= Hay Al-Sihah =

Hay Al-Sihah is a district that lies to the south of Dora, Baghdad Section, north of Abo-Dsheer and to the south of the highway that connects Al-Saidiya with Baghdad Al-Jadida (New Baghdad). Hay Al-Sihah means the Health District. It was given this name from a government housing program designed to house health department employees in the district.
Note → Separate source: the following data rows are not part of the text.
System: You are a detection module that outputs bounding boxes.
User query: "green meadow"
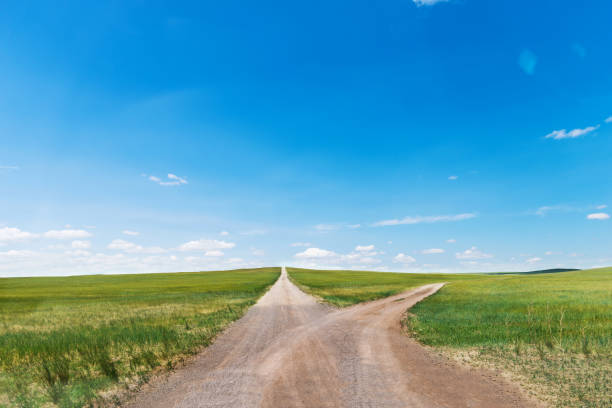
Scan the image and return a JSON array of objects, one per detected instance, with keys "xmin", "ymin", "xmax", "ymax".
[
  {"xmin": 0, "ymin": 268, "xmax": 280, "ymax": 407},
  {"xmin": 288, "ymin": 268, "xmax": 612, "ymax": 407}
]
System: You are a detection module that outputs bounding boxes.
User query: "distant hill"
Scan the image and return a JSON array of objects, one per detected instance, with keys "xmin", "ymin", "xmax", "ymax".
[{"xmin": 487, "ymin": 268, "xmax": 581, "ymax": 275}]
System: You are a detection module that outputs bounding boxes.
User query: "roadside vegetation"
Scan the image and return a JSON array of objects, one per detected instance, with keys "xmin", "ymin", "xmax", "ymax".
[
  {"xmin": 0, "ymin": 268, "xmax": 280, "ymax": 407},
  {"xmin": 288, "ymin": 268, "xmax": 612, "ymax": 407}
]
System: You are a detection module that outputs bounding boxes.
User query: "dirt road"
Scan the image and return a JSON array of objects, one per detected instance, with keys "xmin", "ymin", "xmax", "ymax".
[{"xmin": 127, "ymin": 268, "xmax": 532, "ymax": 408}]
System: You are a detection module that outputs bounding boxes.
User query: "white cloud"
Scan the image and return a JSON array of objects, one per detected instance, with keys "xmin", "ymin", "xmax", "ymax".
[
  {"xmin": 295, "ymin": 245, "xmax": 381, "ymax": 267},
  {"xmin": 71, "ymin": 241, "xmax": 91, "ymax": 249},
  {"xmin": 107, "ymin": 239, "xmax": 166, "ymax": 254},
  {"xmin": 0, "ymin": 227, "xmax": 38, "ymax": 242},
  {"xmin": 240, "ymin": 230, "xmax": 268, "ymax": 235},
  {"xmin": 587, "ymin": 213, "xmax": 610, "ymax": 220},
  {"xmin": 178, "ymin": 239, "xmax": 236, "ymax": 251},
  {"xmin": 295, "ymin": 248, "xmax": 338, "ymax": 259},
  {"xmin": 43, "ymin": 229, "xmax": 91, "ymax": 239},
  {"xmin": 518, "ymin": 49, "xmax": 538, "ymax": 75},
  {"xmin": 64, "ymin": 249, "xmax": 91, "ymax": 257},
  {"xmin": 373, "ymin": 213, "xmax": 476, "ymax": 227},
  {"xmin": 544, "ymin": 125, "xmax": 599, "ymax": 140},
  {"xmin": 0, "ymin": 249, "xmax": 37, "ymax": 260},
  {"xmin": 148, "ymin": 173, "xmax": 188, "ymax": 187},
  {"xmin": 421, "ymin": 248, "xmax": 444, "ymax": 255},
  {"xmin": 315, "ymin": 224, "xmax": 340, "ymax": 231},
  {"xmin": 412, "ymin": 0, "xmax": 449, "ymax": 7},
  {"xmin": 455, "ymin": 247, "xmax": 493, "ymax": 259},
  {"xmin": 535, "ymin": 205, "xmax": 579, "ymax": 216},
  {"xmin": 393, "ymin": 253, "xmax": 416, "ymax": 264},
  {"xmin": 355, "ymin": 245, "xmax": 374, "ymax": 252}
]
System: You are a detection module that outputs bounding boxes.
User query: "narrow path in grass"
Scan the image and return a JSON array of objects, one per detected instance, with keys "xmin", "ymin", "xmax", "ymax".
[{"xmin": 128, "ymin": 268, "xmax": 532, "ymax": 408}]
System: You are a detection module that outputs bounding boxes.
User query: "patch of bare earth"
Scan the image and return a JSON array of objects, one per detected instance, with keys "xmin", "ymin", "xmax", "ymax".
[{"xmin": 128, "ymin": 269, "xmax": 537, "ymax": 408}]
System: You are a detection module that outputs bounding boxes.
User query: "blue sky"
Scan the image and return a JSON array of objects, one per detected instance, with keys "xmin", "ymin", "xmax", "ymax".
[{"xmin": 0, "ymin": 0, "xmax": 612, "ymax": 276}]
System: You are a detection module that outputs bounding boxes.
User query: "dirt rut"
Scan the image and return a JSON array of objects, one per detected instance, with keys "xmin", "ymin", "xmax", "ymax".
[{"xmin": 127, "ymin": 268, "xmax": 533, "ymax": 408}]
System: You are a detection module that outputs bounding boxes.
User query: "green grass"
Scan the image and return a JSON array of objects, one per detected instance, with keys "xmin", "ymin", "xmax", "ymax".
[
  {"xmin": 288, "ymin": 268, "xmax": 612, "ymax": 407},
  {"xmin": 0, "ymin": 268, "xmax": 280, "ymax": 407}
]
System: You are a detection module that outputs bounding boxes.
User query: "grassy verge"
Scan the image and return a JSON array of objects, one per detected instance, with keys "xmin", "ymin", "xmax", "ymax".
[
  {"xmin": 0, "ymin": 268, "xmax": 280, "ymax": 407},
  {"xmin": 288, "ymin": 268, "xmax": 612, "ymax": 407}
]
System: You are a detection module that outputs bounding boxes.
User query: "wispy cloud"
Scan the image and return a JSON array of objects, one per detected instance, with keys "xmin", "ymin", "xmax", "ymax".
[
  {"xmin": 587, "ymin": 213, "xmax": 610, "ymax": 220},
  {"xmin": 178, "ymin": 239, "xmax": 236, "ymax": 251},
  {"xmin": 0, "ymin": 227, "xmax": 38, "ymax": 242},
  {"xmin": 393, "ymin": 253, "xmax": 416, "ymax": 264},
  {"xmin": 518, "ymin": 49, "xmax": 538, "ymax": 75},
  {"xmin": 412, "ymin": 0, "xmax": 449, "ymax": 7},
  {"xmin": 544, "ymin": 125, "xmax": 599, "ymax": 140},
  {"xmin": 294, "ymin": 245, "xmax": 381, "ymax": 266},
  {"xmin": 70, "ymin": 240, "xmax": 91, "ymax": 249},
  {"xmin": 43, "ymin": 229, "xmax": 91, "ymax": 239},
  {"xmin": 295, "ymin": 248, "xmax": 338, "ymax": 259},
  {"xmin": 421, "ymin": 248, "xmax": 444, "ymax": 255},
  {"xmin": 240, "ymin": 229, "xmax": 268, "ymax": 235},
  {"xmin": 147, "ymin": 173, "xmax": 188, "ymax": 187},
  {"xmin": 108, "ymin": 239, "xmax": 167, "ymax": 254},
  {"xmin": 315, "ymin": 224, "xmax": 342, "ymax": 232},
  {"xmin": 455, "ymin": 247, "xmax": 493, "ymax": 259},
  {"xmin": 372, "ymin": 213, "xmax": 476, "ymax": 227}
]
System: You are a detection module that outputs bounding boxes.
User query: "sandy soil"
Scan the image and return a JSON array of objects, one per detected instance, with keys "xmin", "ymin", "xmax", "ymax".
[{"xmin": 127, "ymin": 268, "xmax": 533, "ymax": 408}]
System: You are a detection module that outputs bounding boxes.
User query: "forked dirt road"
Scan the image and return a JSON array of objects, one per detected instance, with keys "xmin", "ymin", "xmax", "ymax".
[{"xmin": 127, "ymin": 268, "xmax": 533, "ymax": 408}]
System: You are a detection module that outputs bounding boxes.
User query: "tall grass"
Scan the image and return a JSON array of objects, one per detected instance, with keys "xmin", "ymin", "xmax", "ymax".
[
  {"xmin": 288, "ymin": 268, "xmax": 612, "ymax": 407},
  {"xmin": 0, "ymin": 268, "xmax": 280, "ymax": 407}
]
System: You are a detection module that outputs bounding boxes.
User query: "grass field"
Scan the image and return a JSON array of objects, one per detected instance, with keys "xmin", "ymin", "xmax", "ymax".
[
  {"xmin": 0, "ymin": 268, "xmax": 280, "ymax": 407},
  {"xmin": 288, "ymin": 268, "xmax": 612, "ymax": 407}
]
This program stopped in the mid-2000s and properties were sold to all the citizens living in Baghdad in public auctions.

==Regions and Zones==

Sihah District contains three main parts:

- Beyout (Residence) is the part of Sihah that forms the line between Share' 60 (street 60) from the east and the 'Emarat from the west and between the highway from the north to Abo-Dsheer to the south contains approximately more than 1000 residences and the most famous street in this part is El-Share' El-'Areeth (or the wide street, which is about 40m wide) which divides the part into two major areas, and it is used to inform the people where do you live only, after the war and specifically at 2007 this street used to distinguish the citizens to the Shia and Sunnah and after a while that distinguish has been disappeared.
- 'Emarat (Buildings Compounds), which is the second main part of the district and lies to the west of the residence area and to part of the highway that connects Baghdad to Karbala and Hilla to the east it is a well known part of Baghdad to the resident people in Baghdad and most of the resident citizens there are Arab citizens mostly from Palestine and Sudan.
- AL-Kafa'at (Residence) is the most recent part of the district lies to the north of the compound, it was distributed to the Competent Officers in the ex-Iraqi Army, but it have been randomly built and lost its original map.

==After 2003==

Hay Al-Sihah is part of Dora, Baghdad, which has the largest composition of population in Baghdad.